Una crudeltà senza precedenti, una violenza mai vista prima: la strage della famiglia Azzena a Tempio Pausania non ha precedenti nella storia del centro gallurese, cittadina tranquilla di quattordici mila abitanti ben poco avvezza all’assalto dei giornalisti di cronaca nera. Eppure basta tornare indietro di un decennio per riportare alla memoria un altro terribile omicidio che ha avuto teatro proprio a Tempio, in un palazzo che si trova a settecento metri da via Villa Marina dove sabato sono stati trovati i corpi senza vita di Giovanni Maria, Giulia e Pietro.
La notte del 26 ottobre del 2002 i coniugi Naddeo denunciarono la scomparsa della figlia ventiduenne Elisabetta, era uscita nel pomeriggio per acquistare un disco e non era più rientrata a casa.
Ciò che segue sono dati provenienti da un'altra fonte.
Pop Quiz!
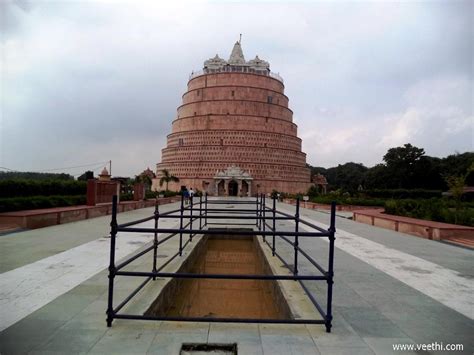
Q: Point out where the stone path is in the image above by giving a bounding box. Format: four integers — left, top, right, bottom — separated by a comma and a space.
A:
0, 204, 474, 355
280, 207, 474, 319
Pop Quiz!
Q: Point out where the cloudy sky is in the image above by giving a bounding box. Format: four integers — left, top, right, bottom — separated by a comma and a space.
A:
0, 0, 474, 176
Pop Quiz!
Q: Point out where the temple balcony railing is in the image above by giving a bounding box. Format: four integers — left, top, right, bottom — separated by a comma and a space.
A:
189, 65, 284, 84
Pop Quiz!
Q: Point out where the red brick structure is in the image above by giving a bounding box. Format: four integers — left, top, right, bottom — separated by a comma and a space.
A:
87, 179, 120, 206
153, 42, 311, 196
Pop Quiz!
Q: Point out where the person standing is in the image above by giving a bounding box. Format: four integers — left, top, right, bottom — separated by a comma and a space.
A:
183, 187, 189, 205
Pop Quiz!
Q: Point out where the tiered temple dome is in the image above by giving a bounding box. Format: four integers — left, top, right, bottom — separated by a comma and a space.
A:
153, 42, 311, 196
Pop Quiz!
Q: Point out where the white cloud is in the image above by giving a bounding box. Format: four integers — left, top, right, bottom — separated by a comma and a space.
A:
0, 1, 474, 175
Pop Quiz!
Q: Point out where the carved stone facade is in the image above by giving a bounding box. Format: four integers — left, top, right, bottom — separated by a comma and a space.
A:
154, 42, 311, 196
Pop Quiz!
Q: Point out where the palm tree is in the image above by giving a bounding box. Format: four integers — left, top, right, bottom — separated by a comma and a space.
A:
160, 169, 179, 191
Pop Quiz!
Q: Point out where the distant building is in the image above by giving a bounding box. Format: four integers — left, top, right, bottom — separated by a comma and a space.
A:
154, 42, 311, 196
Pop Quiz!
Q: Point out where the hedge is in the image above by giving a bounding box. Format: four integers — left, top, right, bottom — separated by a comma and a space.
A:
362, 189, 442, 199
309, 195, 385, 206
0, 179, 87, 198
385, 198, 474, 226
0, 195, 86, 212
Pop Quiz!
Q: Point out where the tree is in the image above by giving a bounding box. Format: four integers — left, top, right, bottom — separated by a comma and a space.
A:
445, 163, 474, 224
325, 162, 368, 193
383, 143, 425, 188
160, 169, 179, 191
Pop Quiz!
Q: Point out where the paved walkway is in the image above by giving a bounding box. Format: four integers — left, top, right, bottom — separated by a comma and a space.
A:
0, 204, 474, 354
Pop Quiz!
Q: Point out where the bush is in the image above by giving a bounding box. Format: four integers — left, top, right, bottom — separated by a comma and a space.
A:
363, 189, 442, 199
310, 195, 385, 207
385, 198, 474, 226
0, 179, 87, 198
0, 195, 86, 212
120, 192, 133, 201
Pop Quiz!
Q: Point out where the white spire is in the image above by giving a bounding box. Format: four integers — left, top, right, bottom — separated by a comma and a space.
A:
228, 42, 245, 65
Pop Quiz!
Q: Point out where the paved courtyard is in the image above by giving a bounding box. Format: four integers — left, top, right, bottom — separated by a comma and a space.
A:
0, 203, 474, 354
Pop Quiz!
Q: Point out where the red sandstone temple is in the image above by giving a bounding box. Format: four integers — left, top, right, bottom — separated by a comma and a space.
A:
153, 42, 311, 196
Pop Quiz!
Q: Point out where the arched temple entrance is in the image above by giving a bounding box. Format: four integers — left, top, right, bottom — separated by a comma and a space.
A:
227, 180, 239, 196
242, 180, 249, 196
211, 166, 253, 196
217, 180, 225, 196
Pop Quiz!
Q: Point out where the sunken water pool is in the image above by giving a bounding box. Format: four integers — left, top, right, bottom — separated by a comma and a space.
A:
145, 235, 292, 319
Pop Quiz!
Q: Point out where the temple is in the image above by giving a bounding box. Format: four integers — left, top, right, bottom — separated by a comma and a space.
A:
153, 41, 311, 196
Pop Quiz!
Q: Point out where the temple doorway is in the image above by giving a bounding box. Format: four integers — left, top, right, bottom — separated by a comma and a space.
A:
217, 180, 225, 196
242, 180, 249, 196
228, 180, 239, 196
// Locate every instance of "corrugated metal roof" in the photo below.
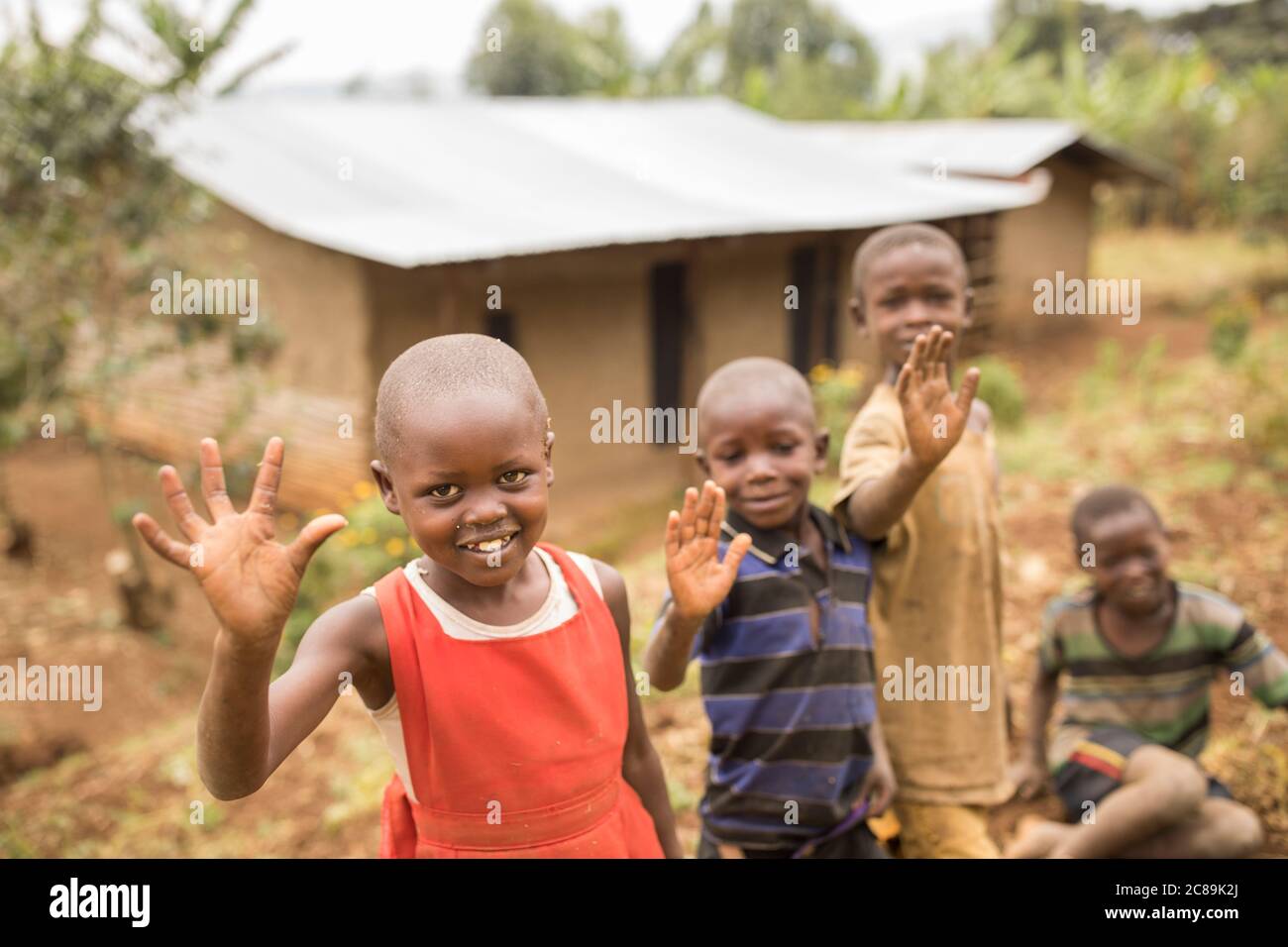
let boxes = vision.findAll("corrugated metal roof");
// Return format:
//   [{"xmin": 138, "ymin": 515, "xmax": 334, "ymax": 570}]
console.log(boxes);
[
  {"xmin": 798, "ymin": 119, "xmax": 1167, "ymax": 179},
  {"xmin": 158, "ymin": 95, "xmax": 1048, "ymax": 266}
]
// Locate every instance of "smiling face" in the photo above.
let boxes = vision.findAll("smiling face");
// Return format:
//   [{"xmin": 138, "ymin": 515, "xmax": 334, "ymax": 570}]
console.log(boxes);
[
  {"xmin": 1085, "ymin": 505, "xmax": 1171, "ymax": 618},
  {"xmin": 698, "ymin": 390, "xmax": 827, "ymax": 530},
  {"xmin": 373, "ymin": 389, "xmax": 554, "ymax": 586},
  {"xmin": 850, "ymin": 244, "xmax": 970, "ymax": 366}
]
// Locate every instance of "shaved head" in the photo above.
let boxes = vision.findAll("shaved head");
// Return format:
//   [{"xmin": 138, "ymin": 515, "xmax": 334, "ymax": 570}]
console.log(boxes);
[
  {"xmin": 697, "ymin": 357, "xmax": 815, "ymax": 451},
  {"xmin": 376, "ymin": 333, "xmax": 550, "ymax": 463}
]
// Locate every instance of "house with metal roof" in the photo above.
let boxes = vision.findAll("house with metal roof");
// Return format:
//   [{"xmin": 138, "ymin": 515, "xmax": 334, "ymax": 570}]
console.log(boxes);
[{"xmin": 97, "ymin": 95, "xmax": 1086, "ymax": 522}]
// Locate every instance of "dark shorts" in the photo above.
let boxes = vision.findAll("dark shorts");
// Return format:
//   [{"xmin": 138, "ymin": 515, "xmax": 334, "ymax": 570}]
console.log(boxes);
[
  {"xmin": 1055, "ymin": 727, "xmax": 1234, "ymax": 822},
  {"xmin": 698, "ymin": 822, "xmax": 890, "ymax": 858}
]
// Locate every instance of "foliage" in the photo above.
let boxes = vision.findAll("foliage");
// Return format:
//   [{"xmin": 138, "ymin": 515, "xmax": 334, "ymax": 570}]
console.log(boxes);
[
  {"xmin": 275, "ymin": 489, "xmax": 420, "ymax": 673},
  {"xmin": 808, "ymin": 362, "xmax": 863, "ymax": 471},
  {"xmin": 465, "ymin": 0, "xmax": 639, "ymax": 95}
]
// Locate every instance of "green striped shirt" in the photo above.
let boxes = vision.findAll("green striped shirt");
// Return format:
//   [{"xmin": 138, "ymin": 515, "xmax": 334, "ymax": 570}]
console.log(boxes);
[{"xmin": 1038, "ymin": 582, "xmax": 1288, "ymax": 764}]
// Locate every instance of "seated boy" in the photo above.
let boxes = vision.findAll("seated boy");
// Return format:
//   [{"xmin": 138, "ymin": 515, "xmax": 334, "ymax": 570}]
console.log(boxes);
[
  {"xmin": 1006, "ymin": 487, "xmax": 1288, "ymax": 858},
  {"xmin": 832, "ymin": 224, "xmax": 1012, "ymax": 858},
  {"xmin": 643, "ymin": 359, "xmax": 894, "ymax": 858}
]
Poco dopo le cinque del mattino il suo cadavere sfigurato da nove coltellate e da una serie impietosa di colpi fu trovato, era nascosto in un magazzino di via Della Pineta. In pochi minuti il cerchio si chiuse attorno a Giuseppe, 24 anni, ragazzo di origine cilena adottato dalla famiglia Zanichelli: un giovane difficile, la testa e i modi di un bambino un po’ ombroso dentro un corpo imponente e fuori controllo.
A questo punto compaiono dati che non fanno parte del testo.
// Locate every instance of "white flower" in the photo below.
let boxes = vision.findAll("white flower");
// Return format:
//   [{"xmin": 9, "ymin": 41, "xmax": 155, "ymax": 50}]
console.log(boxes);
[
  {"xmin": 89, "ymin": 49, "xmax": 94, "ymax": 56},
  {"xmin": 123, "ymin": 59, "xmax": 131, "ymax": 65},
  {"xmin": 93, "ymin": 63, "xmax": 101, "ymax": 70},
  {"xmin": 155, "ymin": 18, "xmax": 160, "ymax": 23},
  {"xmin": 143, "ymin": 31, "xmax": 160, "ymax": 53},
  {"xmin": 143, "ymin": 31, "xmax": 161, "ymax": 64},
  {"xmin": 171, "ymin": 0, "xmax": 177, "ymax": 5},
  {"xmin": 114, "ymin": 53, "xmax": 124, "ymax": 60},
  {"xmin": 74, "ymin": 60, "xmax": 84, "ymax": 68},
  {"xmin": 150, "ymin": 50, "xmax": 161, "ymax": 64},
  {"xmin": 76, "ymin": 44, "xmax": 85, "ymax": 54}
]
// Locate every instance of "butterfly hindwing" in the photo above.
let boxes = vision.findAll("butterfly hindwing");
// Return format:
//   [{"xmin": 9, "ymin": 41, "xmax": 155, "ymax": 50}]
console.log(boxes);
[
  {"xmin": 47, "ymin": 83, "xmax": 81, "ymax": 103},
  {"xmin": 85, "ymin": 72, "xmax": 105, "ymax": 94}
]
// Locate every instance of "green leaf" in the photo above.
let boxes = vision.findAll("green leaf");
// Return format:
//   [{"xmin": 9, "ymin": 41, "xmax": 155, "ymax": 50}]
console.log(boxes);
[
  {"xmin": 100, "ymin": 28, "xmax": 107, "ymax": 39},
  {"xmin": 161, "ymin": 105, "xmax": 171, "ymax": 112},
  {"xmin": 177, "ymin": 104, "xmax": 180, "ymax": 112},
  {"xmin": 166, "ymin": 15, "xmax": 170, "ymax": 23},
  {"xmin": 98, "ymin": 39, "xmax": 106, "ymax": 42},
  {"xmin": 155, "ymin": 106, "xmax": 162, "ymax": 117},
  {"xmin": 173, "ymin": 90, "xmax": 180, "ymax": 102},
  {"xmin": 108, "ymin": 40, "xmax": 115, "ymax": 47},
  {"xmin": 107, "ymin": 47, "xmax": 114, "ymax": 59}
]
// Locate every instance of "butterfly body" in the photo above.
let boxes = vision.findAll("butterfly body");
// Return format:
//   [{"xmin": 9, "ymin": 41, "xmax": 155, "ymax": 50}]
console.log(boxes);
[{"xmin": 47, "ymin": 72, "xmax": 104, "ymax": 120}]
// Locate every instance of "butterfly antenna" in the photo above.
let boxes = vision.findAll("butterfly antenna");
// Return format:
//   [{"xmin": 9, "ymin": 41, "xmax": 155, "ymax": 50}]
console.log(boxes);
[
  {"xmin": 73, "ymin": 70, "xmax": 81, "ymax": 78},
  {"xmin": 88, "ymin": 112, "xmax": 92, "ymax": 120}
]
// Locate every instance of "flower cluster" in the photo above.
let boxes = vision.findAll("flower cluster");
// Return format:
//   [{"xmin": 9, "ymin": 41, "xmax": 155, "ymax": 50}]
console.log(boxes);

Quel sabato sera Giuseppe si era avvicinato a Elisabetta, appena uscita da un negozio di musica dove aveva acquistato il cd “L’eccezione” di Carmen Consoli, e si era offerto di accompagnarla a casa probabilmente con una scusa, lei non lo temeva nonostante il giovane avesse alle spalle qualche denuncia per molestie e aggressioni ad altre donne. “Stai attenta, Giuseppe è pericoloso”, la avvisavano le amiche, ma lei aveva risposto di conoscerlo e di non aver paura di lui, lo salutava perché erano stati a scuola insieme e spesso scambiavano qualche chiacchiera. Mentre camminavano insieme, in un attimo Zanichelli si trasformò in una furia trascinando la ragazza dentro il magazzino della sua famiglia, le tolse i vestiti e la colpì, infine la uccise con nove coltellate infierendo sul suo corpo e sul suo viso con un piccone.
L’assassino ha confessato subito l’omicidio ma durante il processo non ha mai mostrato mai segni di compassione o pentimento: per lui dieci anni fa è arrivata la condanna definitiva a trent’anni di carcere.